‘He wouldn’t leave me alone’: Newcastle’s girls’ experiences of sexual harassment

‘There was nothing I could do to prevent it’


TW: Discussions of sexual assault

The case of Sarah Everard has sparked a nation-wide conversation on women’s safety, with The Guardian stating that 97 per cent of women between the ages of 18-24 have been sexually harassed. The Newcastle Tab spoke to female students in Newcastle to share their experiences with sexual harassment.

‘He grabbed me’

Even with nights out being halted by the coronavirus pandemic, some of the sexual harassment students have faced in clubs lingers on. Unsolicited contact and inappropriate touching is a recurring theme The Newcastle Tab found when speaking to female students.

One Newcastle student told us: “In my first year at university, during one of my first nights out, my friends and I went to a club, where a guy grabbed my crotch as I walked past him. He was stood by the stairs and in hindsight was clearly waiting to do this to what I imagine was lots of girls that night.

“When I turned around he had managed to blend into the crowd. It was a fleeting moment but also made me realise that there was this entitlement to my body and there was nothing I could do to prevent it.”

Another student recalled she was on a night out when she was harassed – she was dancing with her friends and having a good night when a man she had never had any interaction with came over and grabbed her backside. He then said, “let’s go back to yours”.
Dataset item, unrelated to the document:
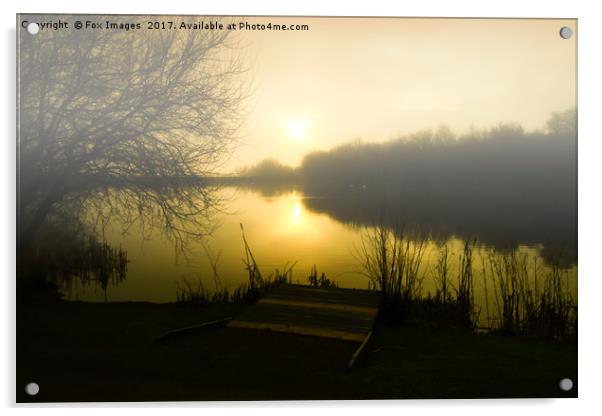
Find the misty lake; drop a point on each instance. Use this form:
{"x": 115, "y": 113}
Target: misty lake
{"x": 284, "y": 228}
A third student mentioned how she had kissed a man on a night out, wanting to leave it there but he persisted. She said: “I remember how I kept trying to get back to my friends and he just wouldn’t leave me alone”. She stated that even then, he started “feeling her up”.

‘It happens in broad daylight’

Sexual harassment is not only experienced on a night out. In her first year of uni, one of the girls The Newcastle Tab spoke to recollects that she was on her way home from the Northumbria SU when she encountered a group of men. She cut through the campus, believing she would be safer, but the men started shouting things at her.

When they shouted “hey beautiful, where you going” and “hey don’t ignore us”, she sped up. She said she was lucky the traffic lights were on green so she could walk across the road faster, otherwise, she feared it could have been an entirely different story.

Another student told her story of how she and a friend were exploring the city in their first year of university, when a man rolled down his car window and shouted “show us the hole you piss out of”.

“I’ve been on the Metro, when it was absolutely rammed in rush hour and I couldn’t really move, and a guy has felt me up. I normally kick off but I heard other girls have been followed home if they’ve stood up for themselves, so now I just have to let it happen as sad as that is.”

Sexual harassment experiences shouldn’t be classed as just “inescapable aspects of being a woman”. Every girl The Newcastle Tab spoke to had at least one story to tell about being harassed by men. It doesn’t happen because of alcohol or because of clothing, it doesn’t happen because it’s late at night; it happens because men fail to understand the significance of women’s safety, and it has to change.